J'en ai déjà parlé .
Le format carré est plutôt sympathique, les couvertures attrayantes et les sujets rarement traités. Bref que du bonheur, comme on dit trivialement.




Steampunk! remplit parfaitement sa mission : faire découvrir principes et expressions de ce qui est avant tout une esthétique. Le steampunk, bêtement traduit par "voyou-vapeur", se diffuse dans les modes d'expression littéraires mais aussi cinématographiques et ludiques. Il se traduit par un décorum d'inspiration victorienne le plus souvent, ou Belle Époque pour la France, mais où la technologie aurait continué à évoluer sans effectuer le saut de l'énergie pétrolière. D'où machineries et dirigeables, automates et monocles au menu. Et Steampunk! d'analyser, d'inventorier, de présenter la vie de l'esthétique steampunkienne dans toutes ses manifestations sommes toutes assez marginales, mais réjouissantes pour ceux qui, comme moi, succombent à son incomparable séduction.
Ainsi, par exemple Johan Héliot dans le premier tome de sa trilogie de la lune (La lune seule le sait) raconte l'arrivée d'un peuple extraterrestre en plein règne de Napoléon III lui assurant l'immortalité et asservissant ses ennemis, dont Louise Michel, au bagne sur la lune, que le héros de l'ouvrage, un Jules Verne mandaté par Victor Hugo, tente de délivrer... Divergences temporelles et dépaysement garantis.

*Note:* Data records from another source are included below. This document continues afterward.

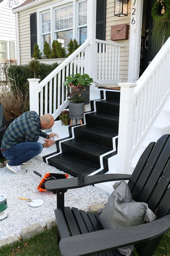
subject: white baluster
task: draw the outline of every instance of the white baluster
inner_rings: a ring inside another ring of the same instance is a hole
[[[114,79],[114,47],[112,47],[112,79]]]
[[[143,108],[143,114],[142,118],[142,131],[143,131],[146,126],[146,113],[147,112],[147,102],[148,98],[148,91],[149,88],[148,83],[147,83],[145,86],[145,97],[144,97],[144,104]]]
[[[65,86],[63,85],[63,83],[64,82],[64,78],[65,78],[65,68],[64,68],[62,69],[62,93],[61,93],[61,104],[63,104],[64,102],[64,89]]]
[[[122,83],[118,85],[121,86],[121,92],[117,172],[128,174],[132,147],[134,122],[134,87],[136,84]]]
[[[105,79],[107,79],[108,76],[108,45],[106,45],[106,62],[105,62]]]
[[[60,96],[61,96],[61,72],[60,71],[58,75],[58,108],[60,107]]]
[[[45,114],[48,113],[48,83],[45,85]]]
[[[101,79],[101,44],[99,43],[99,79]]]
[[[77,55],[77,73],[80,73],[80,53]]]
[[[109,46],[109,79],[110,79],[111,45]]]
[[[118,51],[118,48],[117,46],[115,47],[115,65],[114,68],[114,79],[116,79],[116,75],[117,73],[117,51]]]
[[[29,109],[39,114],[39,85],[40,79],[32,78],[27,79],[29,81]]]
[[[40,116],[43,114],[43,87],[40,91]]]
[[[102,79],[103,80],[103,79],[104,79],[104,62],[105,62],[104,52],[105,51],[105,44],[103,44],[102,45],[103,45]]]
[[[51,79],[49,81],[49,114],[52,113],[52,81]]]
[[[119,73],[120,71],[120,57],[121,55],[121,48],[118,47],[118,76],[117,79],[119,79]]]
[[[54,78],[54,87],[53,87],[53,113],[55,113],[56,110],[56,100],[57,98],[57,75]]]

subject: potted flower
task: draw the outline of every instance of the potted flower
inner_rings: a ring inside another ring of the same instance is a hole
[[[68,110],[64,110],[59,116],[62,125],[69,125],[70,124],[69,112]]]
[[[84,105],[89,104],[90,103],[90,85],[91,83],[94,82],[93,78],[90,77],[87,74],[81,75],[77,73],[75,75],[72,75],[71,76],[68,76],[66,78],[64,84],[68,86],[69,83],[72,84],[74,85],[78,85],[82,86],[83,90],[81,90],[81,95],[84,97]]]
[[[84,104],[85,102],[85,97],[82,96],[81,93],[85,90],[85,86],[83,86],[77,81],[77,78],[74,77],[68,76],[63,85],[71,88],[71,92],[67,94],[69,101],[69,117],[71,119],[70,126],[72,124],[73,119],[79,119],[81,126],[82,126],[81,119],[83,118]]]

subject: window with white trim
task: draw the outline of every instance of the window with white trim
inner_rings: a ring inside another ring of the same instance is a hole
[[[81,45],[87,39],[87,0],[80,1],[78,4],[78,41]]]
[[[7,58],[7,42],[0,41],[0,59]]]
[[[44,48],[45,41],[47,41],[51,45],[51,20],[50,12],[41,14],[42,19],[42,48]]]
[[[55,10],[55,38],[66,47],[73,39],[73,5]]]
[[[9,41],[9,57],[10,59],[14,59],[15,58],[15,42]]]

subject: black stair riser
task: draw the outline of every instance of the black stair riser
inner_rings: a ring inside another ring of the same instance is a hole
[[[90,114],[86,114],[86,125],[95,125],[118,131],[119,121],[117,120],[94,117]]]
[[[120,106],[117,104],[114,104],[114,102],[110,103],[101,101],[97,101],[96,103],[96,106],[97,112],[114,113],[115,116],[119,116]]]
[[[110,138],[102,136],[102,134],[94,134],[86,132],[85,129],[80,130],[75,128],[74,132],[75,137],[77,139],[109,148],[111,150],[113,149],[113,140]]]
[[[120,91],[106,91],[106,99],[112,100],[116,100],[120,101]]]
[[[64,154],[72,156],[73,157],[76,157],[80,159],[88,162],[93,165],[95,165],[100,167],[100,157],[98,156],[92,154],[88,151],[81,150],[79,148],[70,146],[68,144],[65,144],[64,143],[61,144],[62,153]]]
[[[53,161],[51,161],[50,160],[48,160],[48,163],[50,165],[52,165],[53,166],[54,166],[57,168],[57,169],[58,169],[60,171],[62,171],[66,173],[68,173],[70,175],[71,175],[72,176],[74,177],[77,177],[78,175],[82,175],[82,174],[81,173],[81,171],[80,172],[77,172],[74,171],[73,170],[71,169],[71,166],[69,168],[69,165],[68,165],[67,167],[64,167],[62,166],[62,165],[60,165],[58,163],[56,163]],[[83,175],[85,175],[83,174]]]

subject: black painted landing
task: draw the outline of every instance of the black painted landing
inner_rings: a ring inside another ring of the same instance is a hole
[[[74,128],[75,138],[61,142],[62,153],[52,156],[49,164],[75,177],[100,169],[100,156],[113,151],[113,138],[118,135],[120,95],[119,91],[106,91],[106,99],[96,102],[96,112],[86,114],[86,125]],[[69,131],[72,138],[70,127]],[[58,152],[53,154],[59,153],[57,148]],[[108,158],[116,154],[115,151],[103,157],[104,169],[99,171],[100,173],[108,171]],[[43,158],[46,161],[46,157]]]

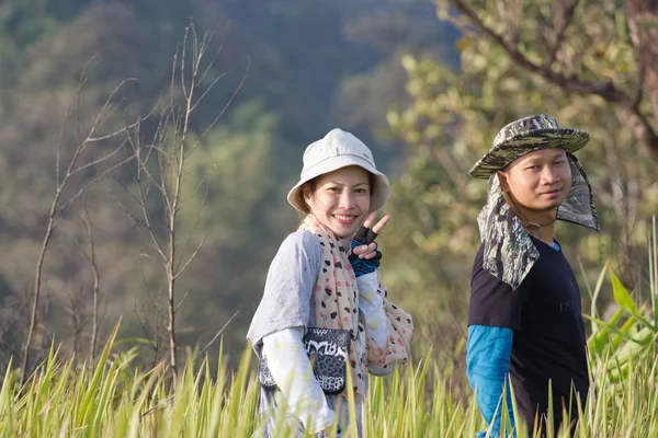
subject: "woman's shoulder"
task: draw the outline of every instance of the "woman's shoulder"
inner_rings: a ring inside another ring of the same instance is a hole
[[[297,230],[285,238],[285,240],[281,243],[279,252],[303,252],[309,255],[317,255],[319,258],[321,253],[320,240],[317,235],[308,230]]]

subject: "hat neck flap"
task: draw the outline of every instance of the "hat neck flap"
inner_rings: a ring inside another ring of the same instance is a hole
[[[567,155],[571,166],[571,189],[557,210],[557,219],[599,231],[587,174],[575,155]],[[497,173],[489,177],[487,204],[477,222],[485,246],[484,268],[515,290],[540,258],[540,252],[508,205]]]

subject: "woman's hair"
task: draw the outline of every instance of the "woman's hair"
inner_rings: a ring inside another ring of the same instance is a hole
[[[304,198],[304,196],[305,196],[306,193],[311,193],[311,194],[315,193],[315,191],[316,191],[316,188],[318,186],[318,178],[320,176],[316,176],[313,180],[307,181],[306,183],[304,183],[302,185],[302,189],[299,192],[297,192],[297,196],[298,196],[299,203],[302,205],[304,205],[304,212],[299,214],[299,219],[300,220],[304,220],[304,218],[310,214],[310,207],[308,206],[308,204],[306,204],[306,199]],[[371,196],[372,196],[372,193],[373,193],[373,186],[374,185],[375,185],[375,175],[373,175],[372,173],[367,172],[367,186],[368,186],[368,188],[371,191]]]

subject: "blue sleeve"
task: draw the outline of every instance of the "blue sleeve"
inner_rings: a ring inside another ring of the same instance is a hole
[[[475,392],[475,400],[485,417],[485,422],[488,426],[494,423],[494,437],[501,435],[500,411],[502,404],[500,399],[504,383],[509,383],[513,333],[511,328],[503,327],[485,325],[470,325],[468,327],[466,376],[470,388]],[[506,390],[506,392],[509,418],[513,428],[514,414],[512,412],[511,393],[509,390]]]

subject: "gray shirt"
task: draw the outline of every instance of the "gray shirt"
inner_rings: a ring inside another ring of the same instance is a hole
[[[262,339],[270,334],[292,328],[315,326],[315,298],[313,291],[322,263],[320,241],[310,231],[300,230],[290,234],[279,247],[265,281],[263,298],[253,315],[247,339],[257,356],[262,354]],[[261,389],[261,414],[265,420],[264,437],[272,437],[274,418],[271,416],[282,405],[281,391]],[[348,405],[338,402],[337,395],[326,395],[327,404],[338,411],[339,424],[348,425]],[[356,427],[361,435],[363,404],[358,403]],[[296,437],[304,436],[304,426],[287,415]]]
[[[320,241],[310,231],[290,234],[279,247],[268,272],[263,298],[247,333],[259,358],[264,336],[315,323],[313,290],[321,263]]]

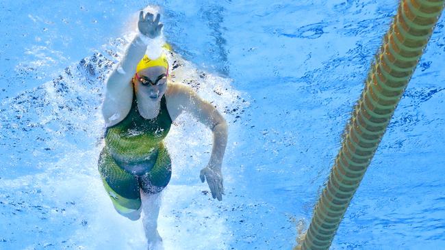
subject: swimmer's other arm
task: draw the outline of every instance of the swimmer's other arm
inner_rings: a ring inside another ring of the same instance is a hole
[[[168,109],[168,111],[173,109],[173,112],[170,113],[173,113],[174,117],[183,110],[190,112],[213,132],[210,160],[207,167],[201,169],[199,177],[203,182],[207,180],[213,198],[220,201],[225,194],[221,165],[227,144],[227,123],[212,105],[201,99],[191,87],[171,84],[168,92],[172,96],[172,102],[169,102],[173,108]],[[169,106],[168,102],[167,107]]]
[[[138,22],[139,32],[127,47],[122,59],[107,79],[105,96],[102,105],[102,113],[107,126],[122,120],[131,107],[131,79],[150,40],[161,33],[163,25],[159,23],[160,18],[158,14],[153,20],[152,14],[147,13],[144,17],[143,12],[140,11]]]

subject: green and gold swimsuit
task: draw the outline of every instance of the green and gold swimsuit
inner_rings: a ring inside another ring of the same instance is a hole
[[[138,110],[134,94],[131,109],[125,118],[107,128],[99,171],[120,212],[130,212],[140,207],[140,189],[153,194],[168,184],[171,161],[162,140],[171,124],[165,96],[161,98],[157,116],[145,119]]]

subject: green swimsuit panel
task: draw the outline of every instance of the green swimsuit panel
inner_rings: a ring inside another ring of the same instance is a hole
[[[139,208],[140,189],[146,193],[156,193],[168,184],[171,161],[162,140],[171,124],[165,96],[161,99],[157,116],[148,120],[139,113],[134,94],[125,118],[107,128],[99,170],[119,212]]]

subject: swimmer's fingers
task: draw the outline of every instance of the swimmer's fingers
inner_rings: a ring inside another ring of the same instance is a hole
[[[215,185],[215,182],[213,182],[212,180],[209,181],[209,179],[207,179],[207,183],[209,184],[209,187],[210,188],[210,193],[212,193],[212,197],[215,199],[216,198],[216,185]]]
[[[224,192],[224,182],[222,177],[219,182],[219,189],[221,191],[222,195],[225,195],[225,193]]]
[[[147,12],[147,14],[145,15],[145,18],[144,18],[144,20],[146,22],[153,23],[153,14],[150,12]]]
[[[160,31],[161,31],[161,29],[162,29],[162,27],[164,27],[164,25],[162,24],[162,23],[160,23],[160,25],[157,25],[157,27],[156,27],[156,31],[157,31],[157,32],[160,32]]]
[[[153,21],[153,23],[155,24],[155,25],[157,25],[157,24],[159,23],[160,19],[161,19],[161,15],[159,13],[157,13],[156,14],[156,17],[155,18],[155,20]]]
[[[143,21],[144,20],[144,11],[140,10],[140,12],[139,12],[139,21]]]
[[[201,182],[204,183],[205,181],[205,169],[201,169],[201,173],[199,173],[199,178],[201,178]]]

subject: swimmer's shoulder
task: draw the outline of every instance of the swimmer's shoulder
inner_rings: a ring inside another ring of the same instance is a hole
[[[190,98],[194,94],[192,88],[183,84],[168,82],[165,93],[166,103],[170,116],[174,120],[186,109]]]

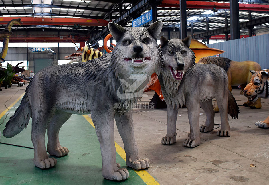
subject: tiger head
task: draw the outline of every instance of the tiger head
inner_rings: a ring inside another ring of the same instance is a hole
[[[256,101],[259,97],[268,98],[269,70],[250,71],[252,74],[250,81],[244,89],[244,95],[250,101]]]

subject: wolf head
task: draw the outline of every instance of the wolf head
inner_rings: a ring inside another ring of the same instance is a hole
[[[112,52],[112,65],[117,76],[126,74],[151,75],[162,59],[160,47],[156,42],[163,23],[157,21],[147,29],[130,27],[125,29],[113,23],[108,28],[117,44]]]
[[[161,37],[161,46],[163,56],[163,72],[170,72],[176,80],[182,79],[184,72],[195,64],[195,56],[189,48],[191,36],[183,40],[173,39],[169,40]]]

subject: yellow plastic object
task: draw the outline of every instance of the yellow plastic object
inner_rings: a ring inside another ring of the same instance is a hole
[[[206,56],[210,56],[225,52],[221,50],[211,48],[190,48],[195,54],[196,59],[195,62],[197,63],[201,58]]]
[[[191,39],[190,48],[208,48],[208,46],[202,42],[194,39]]]

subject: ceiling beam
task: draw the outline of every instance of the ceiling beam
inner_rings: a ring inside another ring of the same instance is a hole
[[[11,20],[19,17],[0,17],[0,24],[7,24]],[[109,22],[102,19],[70,18],[21,17],[24,26],[25,25],[54,25],[81,26],[106,26]]]
[[[239,23],[239,28],[240,29],[241,29],[250,26],[257,26],[268,23],[269,23],[269,16],[265,17],[259,19],[253,19],[250,21],[240,23]],[[197,39],[204,38],[206,37],[210,37],[216,35],[221,34],[225,32],[228,33],[230,32],[230,26],[221,28],[211,30],[208,32],[205,32],[195,35],[194,35],[193,38]]]
[[[269,11],[269,5],[240,4],[239,10]],[[187,2],[187,8],[195,9],[230,9],[230,4],[225,3],[213,3],[188,1]],[[158,6],[162,7],[179,7],[179,1],[175,0],[163,0]]]

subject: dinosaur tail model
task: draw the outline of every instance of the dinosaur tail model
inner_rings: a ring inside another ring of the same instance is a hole
[[[8,23],[7,25],[7,27],[6,27],[6,29],[7,29],[9,32],[10,32],[11,30],[11,27],[14,24],[18,24],[20,25],[21,25],[22,24],[22,22],[21,21],[21,20],[20,18],[12,19]],[[7,53],[8,43],[9,40],[9,36],[5,37],[4,38],[4,44],[3,45],[2,52],[1,52],[1,58],[3,59],[4,59],[5,58],[6,56],[7,56]]]

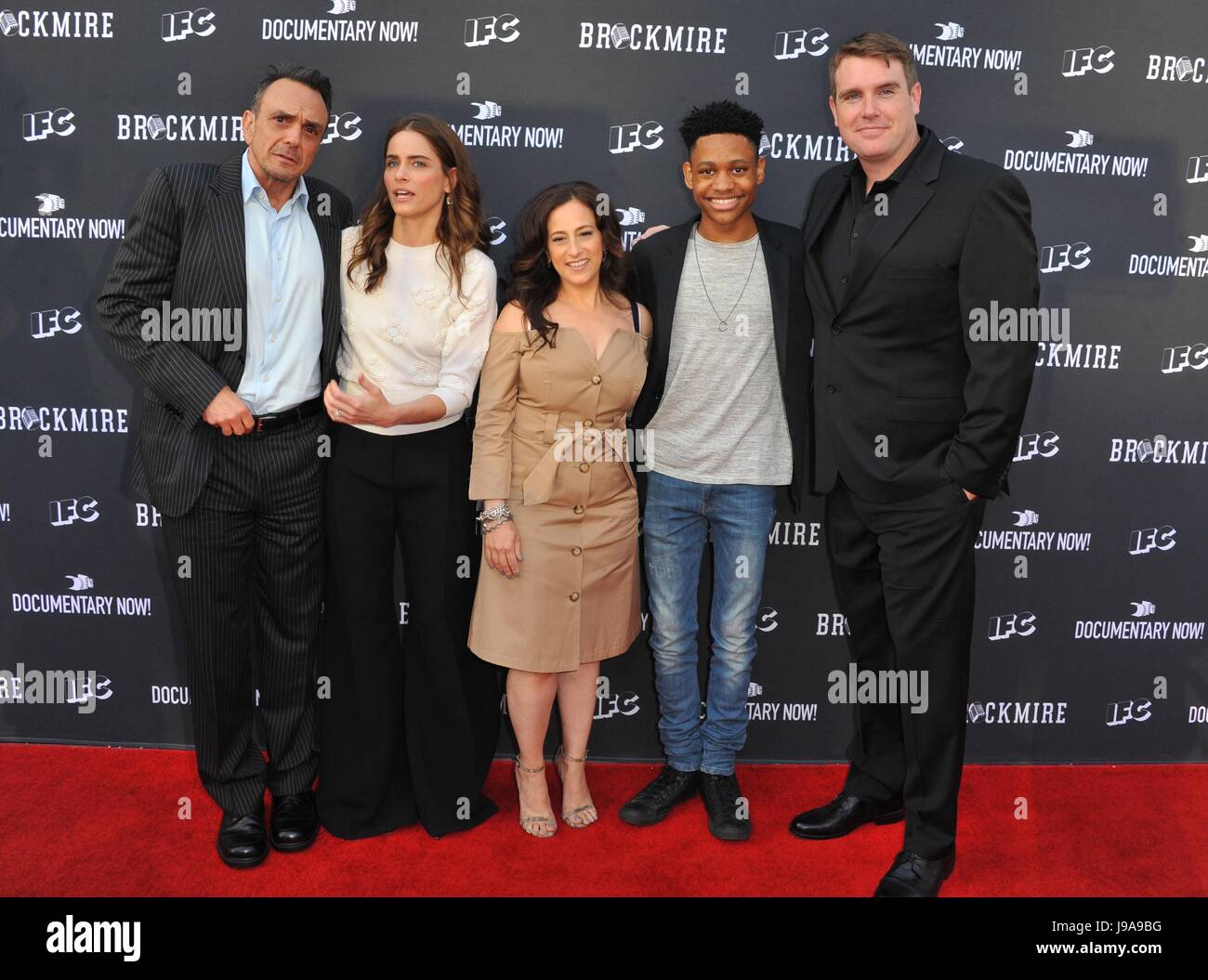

Et Steampunk! de s'achever sur un teaser implicite. Le steampunk n'est en lui même qu'une sous-catégorie d'un plus grand ensemble, le rétro-futurisme.
Pour ceux qui suivent les publications de ladite collection (ici et ), les Moutons électriques annonçaient depuis longtemps la parution à venir de Rétro-futur ! C'est désormais chose faite.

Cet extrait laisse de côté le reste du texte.